I'd suggest that if you want to learn from this experience, then don't look at penny-stocks, as much as I've stated that you want risk. They are simply too volatile and illiquid an asset, and they're almost impossible for a noob investor to make an informed decision about. Stick with the medium-large cap companies, check their recent SENS announcements, check the latest news about the company, find some research by various asset managers and sell-side participants, look for when they announce results, look for when they go ex-div, look at their div yield, look at their past performance but importantly, use this as an indicator, not as a decision-making criteria. Look at the kinds of volumes traded. Try to understand why their price moves.
Let's take a good example - Calgro M3 Holdings. They recently moved from the AltX to the main board and have had considerable success, even though other property developers have struggled. Why? Well check the news and see their affiliation with government. Look at their potential contracts moving forward. Look at the management team. Look at why they are listed - they're simply diversifying their investor-base - they don't actually need the additional capital. So they are heavily liquid; are well supported; showing great growth; can protect themselves in the event of sudden negative economic impacts; and they're in a market that is somewhat protected from macro external property market moves, as they have a niche with government.

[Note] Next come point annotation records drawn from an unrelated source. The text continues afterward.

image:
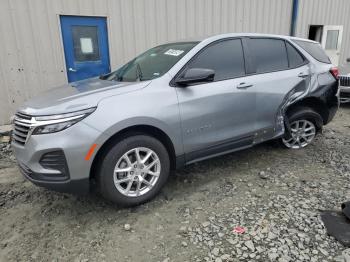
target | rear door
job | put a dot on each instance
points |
(219, 115)
(85, 43)
(278, 72)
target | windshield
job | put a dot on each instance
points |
(152, 64)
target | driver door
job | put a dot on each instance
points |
(217, 116)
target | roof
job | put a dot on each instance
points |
(227, 35)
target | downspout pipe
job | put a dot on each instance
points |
(293, 23)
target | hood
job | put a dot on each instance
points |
(77, 96)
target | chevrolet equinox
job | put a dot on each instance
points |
(174, 105)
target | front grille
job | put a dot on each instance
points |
(22, 124)
(344, 80)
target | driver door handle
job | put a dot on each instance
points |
(244, 85)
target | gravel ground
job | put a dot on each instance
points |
(275, 194)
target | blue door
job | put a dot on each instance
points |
(85, 43)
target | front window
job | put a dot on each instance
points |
(151, 64)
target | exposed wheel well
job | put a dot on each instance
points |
(313, 103)
(130, 131)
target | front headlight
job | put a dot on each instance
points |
(56, 123)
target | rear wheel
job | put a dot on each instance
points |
(134, 170)
(304, 124)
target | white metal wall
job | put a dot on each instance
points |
(327, 12)
(31, 52)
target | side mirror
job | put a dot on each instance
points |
(196, 75)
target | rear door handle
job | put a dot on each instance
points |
(244, 85)
(303, 74)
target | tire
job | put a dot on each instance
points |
(305, 123)
(114, 162)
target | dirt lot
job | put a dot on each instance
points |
(274, 193)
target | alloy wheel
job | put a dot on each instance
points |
(302, 134)
(137, 172)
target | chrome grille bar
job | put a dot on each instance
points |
(22, 124)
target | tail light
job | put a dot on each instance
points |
(335, 72)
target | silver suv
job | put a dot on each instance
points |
(174, 105)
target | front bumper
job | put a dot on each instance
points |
(74, 143)
(344, 94)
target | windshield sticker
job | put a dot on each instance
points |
(174, 52)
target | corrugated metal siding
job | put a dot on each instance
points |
(326, 12)
(32, 58)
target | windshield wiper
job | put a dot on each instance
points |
(139, 71)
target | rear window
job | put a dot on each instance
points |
(314, 49)
(270, 54)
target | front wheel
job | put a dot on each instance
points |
(304, 124)
(134, 170)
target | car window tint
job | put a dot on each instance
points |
(270, 54)
(294, 57)
(314, 49)
(225, 58)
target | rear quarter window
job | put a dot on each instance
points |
(294, 57)
(314, 49)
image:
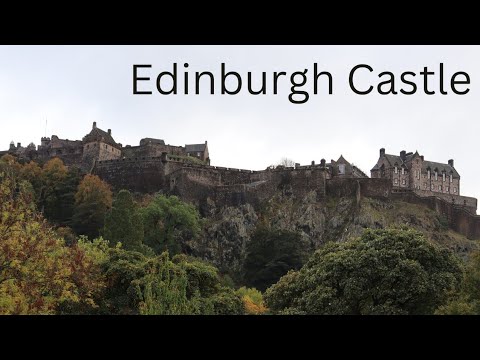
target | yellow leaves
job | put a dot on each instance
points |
(37, 271)
(251, 308)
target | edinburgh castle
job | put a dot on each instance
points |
(154, 166)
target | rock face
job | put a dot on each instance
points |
(228, 229)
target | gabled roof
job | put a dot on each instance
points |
(195, 147)
(440, 168)
(396, 159)
(99, 135)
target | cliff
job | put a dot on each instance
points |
(318, 220)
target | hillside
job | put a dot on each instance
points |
(229, 229)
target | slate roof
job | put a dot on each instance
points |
(152, 141)
(392, 159)
(195, 147)
(440, 168)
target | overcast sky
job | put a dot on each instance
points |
(72, 86)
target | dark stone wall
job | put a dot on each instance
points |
(375, 188)
(146, 175)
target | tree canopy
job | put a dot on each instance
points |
(388, 271)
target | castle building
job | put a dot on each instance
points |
(411, 172)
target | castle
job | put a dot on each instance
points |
(99, 145)
(153, 166)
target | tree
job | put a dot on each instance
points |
(252, 301)
(123, 222)
(467, 300)
(92, 200)
(162, 286)
(270, 255)
(168, 221)
(388, 271)
(38, 273)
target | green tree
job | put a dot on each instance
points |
(92, 200)
(270, 255)
(38, 273)
(168, 222)
(123, 222)
(159, 286)
(390, 271)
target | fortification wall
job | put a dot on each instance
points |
(233, 187)
(146, 175)
(151, 150)
(467, 201)
(376, 188)
(460, 218)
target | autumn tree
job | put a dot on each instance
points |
(388, 271)
(168, 222)
(123, 222)
(92, 200)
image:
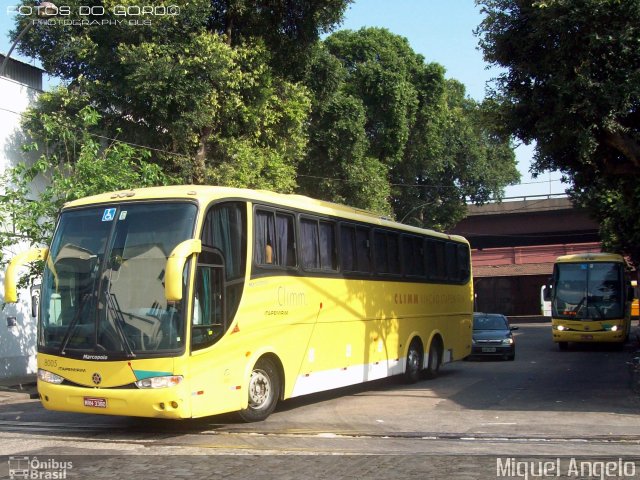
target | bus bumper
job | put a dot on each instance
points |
(589, 337)
(171, 403)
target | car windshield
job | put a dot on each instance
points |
(489, 322)
(103, 285)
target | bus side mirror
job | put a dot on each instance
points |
(175, 266)
(11, 275)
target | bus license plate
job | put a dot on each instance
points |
(95, 402)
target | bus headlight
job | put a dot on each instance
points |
(160, 382)
(49, 377)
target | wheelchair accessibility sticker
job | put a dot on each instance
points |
(109, 214)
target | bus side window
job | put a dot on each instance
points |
(274, 239)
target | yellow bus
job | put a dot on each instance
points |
(191, 301)
(590, 299)
(635, 304)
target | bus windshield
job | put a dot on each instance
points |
(588, 291)
(103, 284)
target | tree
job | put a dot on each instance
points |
(74, 163)
(572, 84)
(197, 83)
(388, 133)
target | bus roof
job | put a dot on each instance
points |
(590, 257)
(204, 194)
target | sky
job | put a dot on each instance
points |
(440, 30)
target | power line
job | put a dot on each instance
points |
(332, 179)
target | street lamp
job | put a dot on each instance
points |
(45, 9)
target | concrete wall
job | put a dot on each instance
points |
(17, 326)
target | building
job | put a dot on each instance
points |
(19, 88)
(514, 245)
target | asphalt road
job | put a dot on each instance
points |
(478, 419)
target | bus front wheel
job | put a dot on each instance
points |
(435, 360)
(264, 391)
(414, 362)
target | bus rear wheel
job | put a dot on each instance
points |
(263, 391)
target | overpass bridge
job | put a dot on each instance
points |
(514, 244)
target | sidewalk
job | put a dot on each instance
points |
(18, 389)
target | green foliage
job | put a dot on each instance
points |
(72, 162)
(388, 133)
(572, 85)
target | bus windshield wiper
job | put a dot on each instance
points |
(73, 323)
(119, 321)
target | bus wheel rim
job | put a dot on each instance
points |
(259, 389)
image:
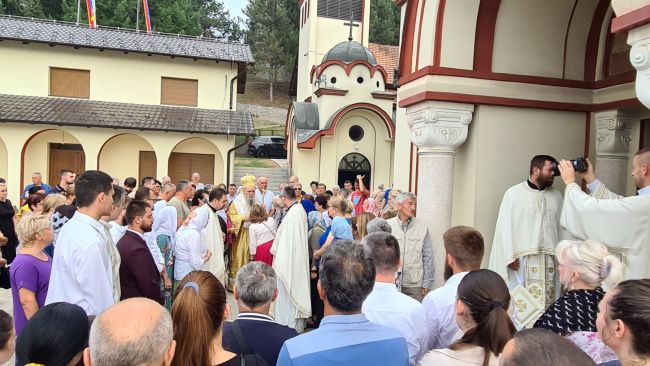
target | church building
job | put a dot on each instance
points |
(482, 87)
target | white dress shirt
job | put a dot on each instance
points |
(81, 270)
(441, 318)
(189, 250)
(385, 305)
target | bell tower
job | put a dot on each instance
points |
(324, 24)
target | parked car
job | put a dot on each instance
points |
(267, 146)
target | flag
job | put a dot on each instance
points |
(92, 20)
(147, 19)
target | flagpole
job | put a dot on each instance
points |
(137, 17)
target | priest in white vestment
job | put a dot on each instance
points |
(621, 223)
(291, 263)
(213, 234)
(527, 232)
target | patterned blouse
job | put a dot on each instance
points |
(575, 311)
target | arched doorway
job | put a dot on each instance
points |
(351, 165)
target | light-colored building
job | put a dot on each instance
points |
(344, 121)
(483, 87)
(130, 104)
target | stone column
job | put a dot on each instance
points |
(613, 137)
(639, 39)
(437, 129)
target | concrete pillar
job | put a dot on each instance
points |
(613, 137)
(437, 129)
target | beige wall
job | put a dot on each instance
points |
(202, 146)
(121, 149)
(457, 36)
(114, 76)
(37, 153)
(376, 146)
(92, 139)
(497, 155)
(3, 159)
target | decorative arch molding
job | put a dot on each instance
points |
(26, 143)
(316, 71)
(388, 122)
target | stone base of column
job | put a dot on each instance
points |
(435, 196)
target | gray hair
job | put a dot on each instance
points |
(256, 283)
(378, 225)
(347, 275)
(182, 185)
(402, 197)
(149, 347)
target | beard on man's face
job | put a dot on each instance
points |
(448, 271)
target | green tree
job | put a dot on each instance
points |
(384, 22)
(273, 37)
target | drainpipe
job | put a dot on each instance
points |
(232, 86)
(228, 159)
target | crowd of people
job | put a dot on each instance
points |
(105, 272)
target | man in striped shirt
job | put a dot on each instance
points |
(345, 336)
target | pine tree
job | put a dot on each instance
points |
(384, 22)
(269, 27)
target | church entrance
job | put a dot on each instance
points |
(352, 165)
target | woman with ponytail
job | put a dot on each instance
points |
(199, 310)
(481, 313)
(585, 267)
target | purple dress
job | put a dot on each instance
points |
(32, 274)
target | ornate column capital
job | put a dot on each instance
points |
(439, 127)
(613, 134)
(639, 39)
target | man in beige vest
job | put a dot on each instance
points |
(416, 248)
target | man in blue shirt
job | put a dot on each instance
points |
(345, 336)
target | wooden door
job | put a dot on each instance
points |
(65, 156)
(182, 165)
(147, 165)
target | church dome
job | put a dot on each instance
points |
(350, 51)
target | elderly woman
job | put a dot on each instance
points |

But this poses its own risks. Can their growth be supported for a long period of time? Well that depends on the sector but I say no. They are heavily exposed to one part of the market - government. So there is demand risk. They are approaching all-time highs. Will they trade through this price point? Possibly, but other developers in a similar position often struggle to trade through these resistance levels. But then again, the last time they broke through their all-time high, they shot up like a bullet. They've also recently broken through their 570 resistance level and traded above there for the last day or two, so 570 might in fact become the new support level for this stock.
Look into these risk factors and you begin to build your own risk model. Use this to begin to understand price movements, understand the range within which the stock trades, and you begin to understand where a good entry point into the stock is (i.e. price). You can also begin to gauge the potential of the stock moving forward with this data. You can then transpose what you've learnt on to other asset classes and companies and begin to make informed investment/trading decisions. Remember that you're only in this for a few months, so you're not necessarily trading, but you're also not necessarily investing for the long term either.
Oh and to patrick, I wouldn't suggest adding a sell option, as the competition started as a no-sell option and investment choices were made on that basis. Perhaps next round that can be introduced.